当前位置:文档之家› 吴文化、楚文化与吴楚文化

吴文化、楚文化与吴楚文化

吴文化、楚文化与吴楚文化张硕(湖北省社会科学院楚文化研究所湖北武汉430077)摘要:本文从文献记载、出土文物以及吴楚文化的门类以及突出成果等方面入手,阐明吴、楚文化的交流与吴、楚文化的发展相始终,特别是吴文化和楚文化相互吸收和融汇异质文化的养分,不断更新和增宏本体文化的现象尤其引人注目。

关键词:吴文化;楚文化;吴楚文化中国图书分类号:文献标识码:文章编号:作者简介:张硕(1966—),湖北蕲春人,湖北省社会科学院副研究员,主要从事中国文化史研究。

楚文化因楚国楚人而得名,是对中华文化产生广泛影响的一种区域文化,绵延800余年,与周朝相始终。

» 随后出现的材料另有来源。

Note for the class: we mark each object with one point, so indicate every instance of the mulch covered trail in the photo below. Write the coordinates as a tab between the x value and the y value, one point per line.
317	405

现在,我们一般把楚人先祖熊绎被西周周成王“封以子男之田”作为楚建国封号的开始。

据《夏商周断代年表》,周成王在位时间为公元前1042年─前1021年。

从周成王时期到公元前223年秦灭楚,楚国约有800余年的历史。

在这一历史时期中,楚国作为江淮流域的最大国家,为中华民族的形成和中华文化的发展作出了杰出的贡献。

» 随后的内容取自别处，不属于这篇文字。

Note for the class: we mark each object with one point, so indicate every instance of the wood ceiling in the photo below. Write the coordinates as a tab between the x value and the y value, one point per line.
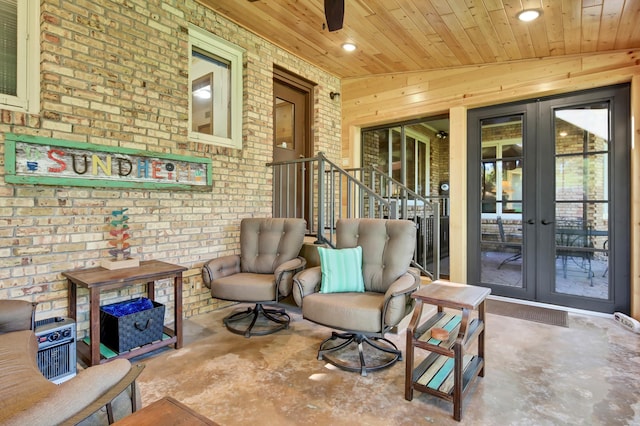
411	35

著名历史学家范文澜先生曾指出:“楚国八百余年扩张经营,为秦汉创立伟大封建帝国准备了重要条件,七国中秦楚应是对历史贡献最大的两个国家。

”在800多年的发展进程中,楚从立国之初偏居今鄂西北荆山一隅的一个蕞尔小邦,经过不断扩张,逐步拓展到横跨长江中下游和淮河流域广大地区的泱泱大国,在楚国鼎盛时期,曾经领有东至东南沿海,西至川东,北至河南、山东,南至两广的广袤版图,厕身春秋五霸之一、战国七雄之长,是“地方六千余里,带甲百万,车千乘,骑万匹,粟支十年”的“天下之强国”。

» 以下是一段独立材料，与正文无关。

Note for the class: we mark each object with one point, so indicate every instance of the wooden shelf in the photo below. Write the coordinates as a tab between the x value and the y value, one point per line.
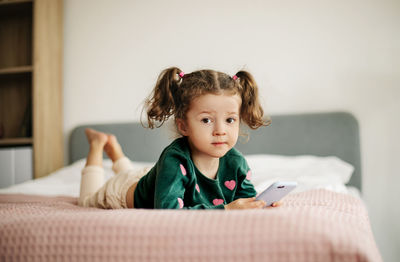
18	141
31	80
16	70
10	2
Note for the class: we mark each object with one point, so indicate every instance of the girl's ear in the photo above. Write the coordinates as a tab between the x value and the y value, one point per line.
181	125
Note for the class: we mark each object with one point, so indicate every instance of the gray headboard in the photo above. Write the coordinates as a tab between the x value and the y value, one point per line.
321	134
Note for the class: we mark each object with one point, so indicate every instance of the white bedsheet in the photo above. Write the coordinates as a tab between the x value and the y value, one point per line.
310	172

随着楚国一步步走向繁荣强盛,楚人励精图治,发奋图强,创造了光辉灿烂、博大精深的楚文化,为中华民族的传统文化增添了耀眼的光彩。

屈原的《离骚》是我国诗坛上的千古绝唱。

人们熟知的《阳春》、《白雪》、《下里》、《巴人》,都是当时楚国的歌曲。

全国重要的民间节日端午节,也是从楚地兴起并传开的。

鼎盛时期楚文化的门类和成果有以下几个方面:天文、历象、算数、冶金、织帛、髹漆、筑陂、筑城、筑室、道术、辞章、艺事等等。

楚庄王、孙叔敖、屈原、宋玉等一大批杰出的政治家、军事家、思想家、文学家们所创造的精神文化产品,都深刻地影响着后人;楚国独步一时的青铜冶铸工艺,领袖群伦的丝织刺绣工艺,巧夺天工的漆器制髹工艺,义理精深的哲学,惊采绝艳的辞赋,汪洋恣肆的散文,五音繁会的音乐,翘袖折腰的舞蹈,恢诡谲怪的美术,都是中国文明史上杰出的贡献。

可以说,正是楚国先民“筚路蓝缕”的进取精神,忠君爱国的思想理念,“抚夷属夏”的开放气度,兼收并蓄的包容意识,“一鸣惊人”的创新能力,才形成了博大精深、源远流长的楚文化。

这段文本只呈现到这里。